Moreover, 21 percent of those surveyed admitted to medicating their kids with paracetamol, such as Panodil, before sending them to school.

The FOLA parents’ organisation is shocked by the findings.

“I think it is absolutely crazy. It simply cannot be that a child goes to school sick and plays with lots of other children. Then we are faced with the fact that they will infect the whole institution,” said FOLA chair Signe Nielsen.

Pill pushers
At the Børnehuset daycare institution in Silkeborg a meeting was called where parents were implored not to bring their sick children to school.

At Børnehuset there are fears that parents prefer to pack their kids off with a pill without informing teachers.

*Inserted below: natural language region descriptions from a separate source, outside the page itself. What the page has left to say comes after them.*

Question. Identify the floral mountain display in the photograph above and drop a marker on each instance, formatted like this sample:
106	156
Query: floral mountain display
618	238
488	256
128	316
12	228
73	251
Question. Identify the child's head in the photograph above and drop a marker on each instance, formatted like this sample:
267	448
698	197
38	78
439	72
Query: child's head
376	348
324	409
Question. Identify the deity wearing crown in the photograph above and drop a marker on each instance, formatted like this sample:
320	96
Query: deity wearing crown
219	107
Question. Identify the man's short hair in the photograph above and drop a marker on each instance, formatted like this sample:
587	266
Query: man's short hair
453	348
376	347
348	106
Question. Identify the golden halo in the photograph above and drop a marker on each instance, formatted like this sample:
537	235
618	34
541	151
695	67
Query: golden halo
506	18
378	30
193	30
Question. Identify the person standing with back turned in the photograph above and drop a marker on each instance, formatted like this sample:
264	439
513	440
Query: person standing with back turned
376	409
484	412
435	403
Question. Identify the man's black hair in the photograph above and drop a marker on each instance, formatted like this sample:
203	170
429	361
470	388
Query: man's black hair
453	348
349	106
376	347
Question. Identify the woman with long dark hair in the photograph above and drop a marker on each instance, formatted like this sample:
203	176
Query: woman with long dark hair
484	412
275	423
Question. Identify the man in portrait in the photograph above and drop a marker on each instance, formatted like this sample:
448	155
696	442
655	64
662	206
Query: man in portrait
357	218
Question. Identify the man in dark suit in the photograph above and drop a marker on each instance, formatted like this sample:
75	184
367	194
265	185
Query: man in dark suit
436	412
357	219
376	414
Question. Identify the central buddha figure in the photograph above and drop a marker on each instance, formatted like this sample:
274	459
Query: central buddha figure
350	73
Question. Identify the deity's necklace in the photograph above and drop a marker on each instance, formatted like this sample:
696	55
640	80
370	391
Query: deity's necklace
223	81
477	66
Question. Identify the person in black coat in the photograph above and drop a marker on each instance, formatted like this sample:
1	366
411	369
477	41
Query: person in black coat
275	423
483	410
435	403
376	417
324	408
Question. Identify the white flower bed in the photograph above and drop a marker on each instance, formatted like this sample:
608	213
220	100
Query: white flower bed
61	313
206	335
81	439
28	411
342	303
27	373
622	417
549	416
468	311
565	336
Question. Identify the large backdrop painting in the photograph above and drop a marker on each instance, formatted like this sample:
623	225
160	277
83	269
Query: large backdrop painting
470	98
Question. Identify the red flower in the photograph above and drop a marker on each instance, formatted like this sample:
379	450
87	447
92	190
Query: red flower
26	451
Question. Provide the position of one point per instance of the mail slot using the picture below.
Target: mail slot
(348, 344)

“We occasionally have children who that they have had a pill for breakfast,” said headteacher Susanne Bødker. “You might think that it is a Panodil more than a vitamin pill, if it is a child who has just been sick, for example.”

Parents sick and tired
Parents, when confronted, often cite pressure at work as a reason for not being able to stay at home with their children.

Many declare that they simply cannot take another day off, as they are afraid of being fired.

Allan Randrup Thomsen, a professor of virology at KU, has heavily criticised the parents’ actions, describing the current situation as a “vicious circle”.

“It promotes the spread of viruses, and it adds momentum to a cycle where parents are pressured by high levels of sick-leave. If they then choose to send the children to daycare while they are still recovering, they keep the epidemic going in daycares, and this in turn puts a greater burden on the parents.”